Tuesday's certification extends sanctions relief for Iran in exchange for continued constraints on its nuclear program. US sanctions, as approved by Congress, were suspended instead of revoked; they can be reimposed with the stroke of a presidential pen.
The Trump administration has given itself 90 days to complete its review, but will need to make a series of decisions in coming weeks about whether to continue its support of the deal, which was also brokered with Britain, China, France, Germany and Russia. Those governments, along with representatives of the United States and
Iran, will meet next week in Vienna to review the pact's progress. Trump faces a mid-May deadline, as imposed by Congress, to decide whether to continue the suspension of sanctions. Backing away from the agreement would spur enormous consternation across Europe and in Moscow.
In their first congratulatory phone calls to Trump after his electoral victory, both President Vladimir Putin of Russia and Chancellor Angela Merkel of Germany stressed the need to keep the Iran deal in place. And after her first meeting with Tillerson in February, Federica Mogherini, the European Union's foreign minister, said the Trump administration pledged "to stick to the full strict implementation of the agreement in all its parts."
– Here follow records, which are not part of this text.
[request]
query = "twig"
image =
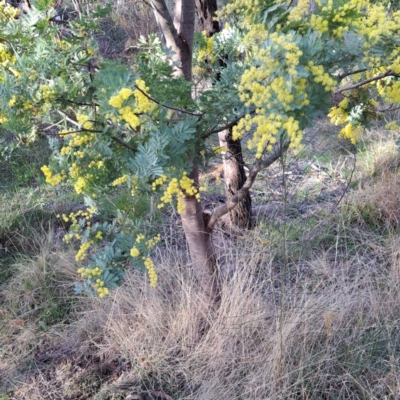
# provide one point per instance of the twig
(242, 193)
(169, 107)
(123, 144)
(344, 74)
(227, 126)
(356, 85)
Analysts and former government officials said it was unlikely the Trump administration would renounce the Iran agreement.
"I'm glad this deal has held up to this point, and I hope it continues to hold up," said Wendy Sherman, a former undersecretary of state who was deeply involved in negotiating terms of the deal during the Obama administration.
Robert Einhorn, a senior fellow at the Brookings Institution who was involved in Iran policy under President Barack Obama, said it was "pretty much a foregone conclusion" that Trump would keep the nuclear agreement in place.
Still, the administration has sought since its first days in office to ratchet up pressure on Iran. In January, before he resigned, Michael Flynn, then the national security adviser, walked into the White House briefing room and declared that the administration was "officially putting Iran on notice" after it launched a ballistic missile.